Vers 2 ans, parfois un peu avant ou un peu après, un petit enfant découvre un mot magique qu'il met à toutes les sauces : « non ». Il se rend compte que ces trois lettres ont un effet énorme sur son entourage. Quand il les prononce, ses parents acceptent de négocier avec lui, parfois même ils cèdent. Il n'est donc plus un petit être passif, sans possibilité d'agir sur le monde. De quoi se sentir grisé et de continuer encore et encore à dire non. Votre tout-petit n'est donc pas subitement devenu très négatif, il cherche simplement à s'affirmer et à vous prouver qu'il a grandi.
Comment réagir ?
En ne vous montrant pas trop cassant car cela pourrait étouffer sa personnalité en éclosion. Et en désarmant son non en douceur : « J'ai bien entendu que tu n'as pas envie de prendre ton bain mais à la maison, ce sont nous, tes parents, qui décidons. »
Vous m'aimez vraiment ?
Sans même vous en rendre compte, vous n'avez plus tout à fait la même attitude avec votre enfant depuis qu'il a atteint ses 2 ans. Vous essayez de l'inciter à aller sur le pot et, parfois, cela crée des tensions.
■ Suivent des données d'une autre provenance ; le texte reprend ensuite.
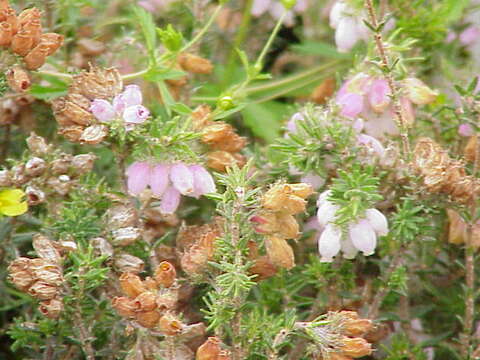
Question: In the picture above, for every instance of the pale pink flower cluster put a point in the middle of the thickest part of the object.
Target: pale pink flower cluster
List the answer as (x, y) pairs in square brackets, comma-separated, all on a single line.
[(348, 25), (369, 97), (276, 9), (361, 235), (126, 106), (169, 181)]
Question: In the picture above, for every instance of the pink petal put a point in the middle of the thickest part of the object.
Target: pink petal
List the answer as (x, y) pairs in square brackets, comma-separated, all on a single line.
[(132, 95), (329, 243), (159, 179), (182, 179), (138, 177), (378, 96), (466, 130), (203, 181), (102, 110), (363, 237), (170, 201), (136, 114), (370, 141)]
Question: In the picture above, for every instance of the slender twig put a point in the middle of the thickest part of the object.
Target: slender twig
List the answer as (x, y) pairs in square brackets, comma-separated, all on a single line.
[(466, 337), (374, 308), (397, 109)]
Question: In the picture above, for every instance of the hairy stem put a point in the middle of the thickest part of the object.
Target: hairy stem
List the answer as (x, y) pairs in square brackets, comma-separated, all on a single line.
[(397, 109), (466, 337)]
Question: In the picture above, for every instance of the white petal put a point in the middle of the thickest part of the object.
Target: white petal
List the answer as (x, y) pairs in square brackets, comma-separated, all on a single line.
[(349, 251), (329, 243), (378, 221), (326, 213), (363, 237)]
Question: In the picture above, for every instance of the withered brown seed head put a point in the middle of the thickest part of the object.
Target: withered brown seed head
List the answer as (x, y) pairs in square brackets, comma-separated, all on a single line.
[(37, 145), (279, 252), (148, 319), (51, 308), (355, 347), (131, 284), (165, 274), (209, 350), (124, 306), (146, 301), (170, 325), (35, 167)]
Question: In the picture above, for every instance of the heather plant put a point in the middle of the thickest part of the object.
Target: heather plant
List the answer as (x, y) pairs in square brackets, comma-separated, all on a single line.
[(239, 179)]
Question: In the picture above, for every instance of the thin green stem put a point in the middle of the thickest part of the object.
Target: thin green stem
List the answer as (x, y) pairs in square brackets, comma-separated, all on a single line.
[(203, 30), (272, 37), (239, 39)]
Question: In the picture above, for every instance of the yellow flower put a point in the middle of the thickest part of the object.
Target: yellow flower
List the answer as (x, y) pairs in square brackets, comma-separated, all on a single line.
[(11, 203)]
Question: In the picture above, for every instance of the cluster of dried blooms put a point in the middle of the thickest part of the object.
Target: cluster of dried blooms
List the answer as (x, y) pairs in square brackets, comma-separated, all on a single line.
[(441, 174), (42, 277), (277, 221), (342, 336), (24, 36), (72, 112), (211, 349), (46, 173), (223, 142), (150, 302), (197, 245)]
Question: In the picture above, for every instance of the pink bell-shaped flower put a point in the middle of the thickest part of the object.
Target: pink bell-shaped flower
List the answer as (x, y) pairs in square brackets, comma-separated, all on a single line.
[(138, 175), (102, 110)]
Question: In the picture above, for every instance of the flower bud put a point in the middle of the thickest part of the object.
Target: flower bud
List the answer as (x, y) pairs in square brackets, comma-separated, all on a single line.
[(35, 167), (43, 291), (148, 319), (170, 325), (94, 134), (355, 347), (6, 34), (34, 196), (19, 273), (131, 285), (125, 306), (102, 246), (37, 145), (37, 56), (51, 42), (146, 301), (418, 92), (18, 79), (209, 350), (195, 64), (83, 163), (51, 308), (45, 248), (5, 178), (279, 252), (165, 274), (125, 236), (221, 160), (61, 165)]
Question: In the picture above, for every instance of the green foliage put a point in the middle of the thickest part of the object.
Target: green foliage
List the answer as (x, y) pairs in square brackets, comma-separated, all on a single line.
[(355, 192)]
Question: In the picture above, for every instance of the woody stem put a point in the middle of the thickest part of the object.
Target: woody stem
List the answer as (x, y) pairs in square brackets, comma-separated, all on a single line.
[(387, 70)]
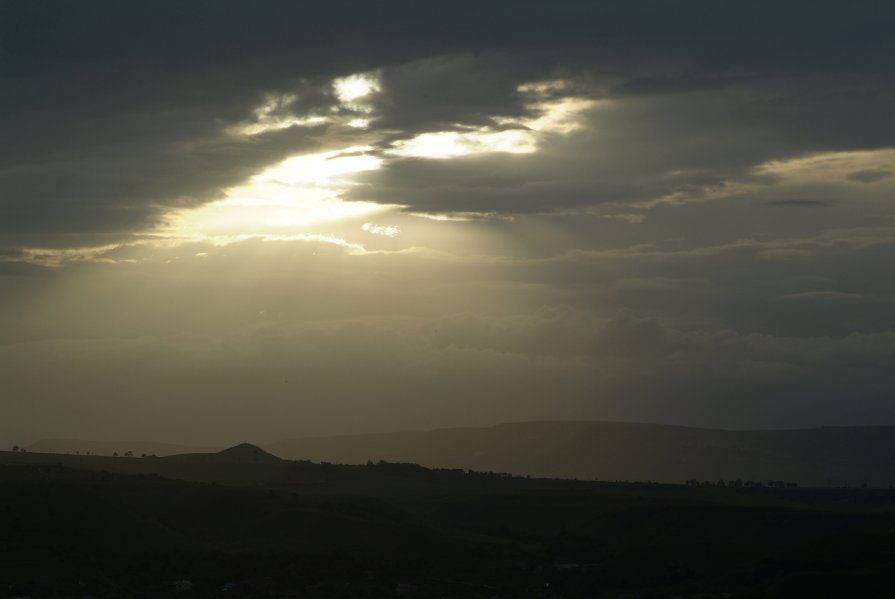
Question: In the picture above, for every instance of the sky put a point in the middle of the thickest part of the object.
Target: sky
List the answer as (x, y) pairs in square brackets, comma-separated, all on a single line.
[(226, 220)]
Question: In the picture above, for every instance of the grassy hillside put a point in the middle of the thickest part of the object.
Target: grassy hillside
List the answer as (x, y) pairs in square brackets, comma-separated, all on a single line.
[(822, 457), (86, 531)]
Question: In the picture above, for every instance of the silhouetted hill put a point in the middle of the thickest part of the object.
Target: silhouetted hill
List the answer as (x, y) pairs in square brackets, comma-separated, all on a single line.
[(827, 456), (69, 527), (246, 452), (83, 446)]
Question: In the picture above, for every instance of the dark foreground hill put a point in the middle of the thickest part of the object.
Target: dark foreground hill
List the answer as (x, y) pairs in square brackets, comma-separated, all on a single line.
[(83, 446), (86, 532), (828, 456)]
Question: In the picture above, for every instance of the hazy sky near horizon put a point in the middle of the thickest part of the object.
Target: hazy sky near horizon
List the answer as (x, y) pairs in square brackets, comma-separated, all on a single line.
[(225, 221)]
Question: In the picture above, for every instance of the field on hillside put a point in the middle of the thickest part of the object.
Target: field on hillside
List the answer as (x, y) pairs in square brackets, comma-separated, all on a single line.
[(71, 526)]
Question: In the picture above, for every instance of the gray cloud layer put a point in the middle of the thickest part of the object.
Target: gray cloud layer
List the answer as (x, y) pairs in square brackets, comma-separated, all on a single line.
[(708, 246)]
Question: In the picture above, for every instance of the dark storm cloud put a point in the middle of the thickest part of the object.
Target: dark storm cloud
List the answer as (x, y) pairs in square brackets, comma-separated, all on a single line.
[(112, 112)]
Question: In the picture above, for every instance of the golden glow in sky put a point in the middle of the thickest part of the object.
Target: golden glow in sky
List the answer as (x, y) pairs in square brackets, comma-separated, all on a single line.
[(295, 194)]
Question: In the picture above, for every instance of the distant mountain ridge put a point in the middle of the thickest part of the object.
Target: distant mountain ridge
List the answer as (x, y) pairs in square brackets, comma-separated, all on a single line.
[(826, 456), (819, 457)]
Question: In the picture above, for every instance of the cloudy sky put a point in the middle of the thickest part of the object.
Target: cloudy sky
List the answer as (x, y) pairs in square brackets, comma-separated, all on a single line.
[(227, 220)]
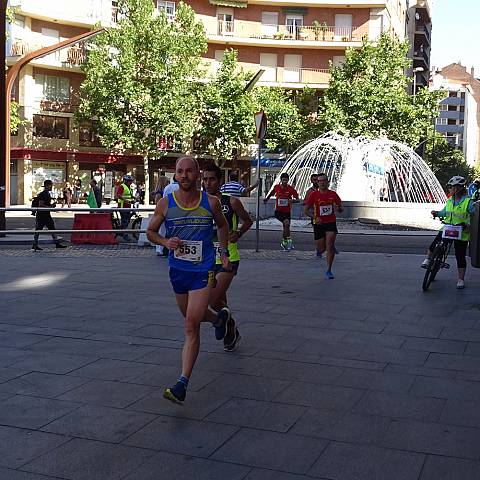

Du fait de ce non à répétition, vous êtes parfois excédé. Et puis vous n'êtes plus complètement sous le charme du poupon de quelques mois, à lui faire des risettes toute la journée ! Résultat, il est déstabilisé et peut même se demander s'il compte vraiment pour vous. D'où sa tendance à vous provoquer sans cesse pour que vous vous intéressiez à lui.
Comment réagir ?
Pour éviter de tomber dans un cercle vicieux, passez avec lui du temps de qualité, pour jouer, raconter des histoires, faire des câlins de manière à le sécuriser et le rassurer sur l'amour que vous avez pour lui.
J'ai peur...
Il pleure quand vous éteignez la lumière au moment du coucher, croit que des monstres se cachent sous son lit. Pourquoi ces angoisses ? Il perçoit avec de plus en plus d'acuité les états d'âme de ses parents, les tensions entre eux. Ses peurs trouvent aussi leur source dans son petit monde intérieur. À 2 ans, l'imaginaire commence à se développer, sans toujours bien se distinguer du réel. Il se demande si les monstres des livres ou des dessins animés ne vont pas surgir dans sa chambre.
Comment réagir ?
Soulagez-le des angoisses qui ne lui appartiennent pas, c'est-à-dire les vôtres. Dites-lui : « Aujourd'hui je suis un peu triste, mais cela n'a rien à voir avec toi, c'est une affaire de grands. » Et s'il est débordé par son imaginaire, faites-lui dessiner le monstre ou la sorcière qu'il redoute et enfermez le dessin à double tour dans un tiroir. À 2 ans, ce genre de rituel magique fonctionne très bien.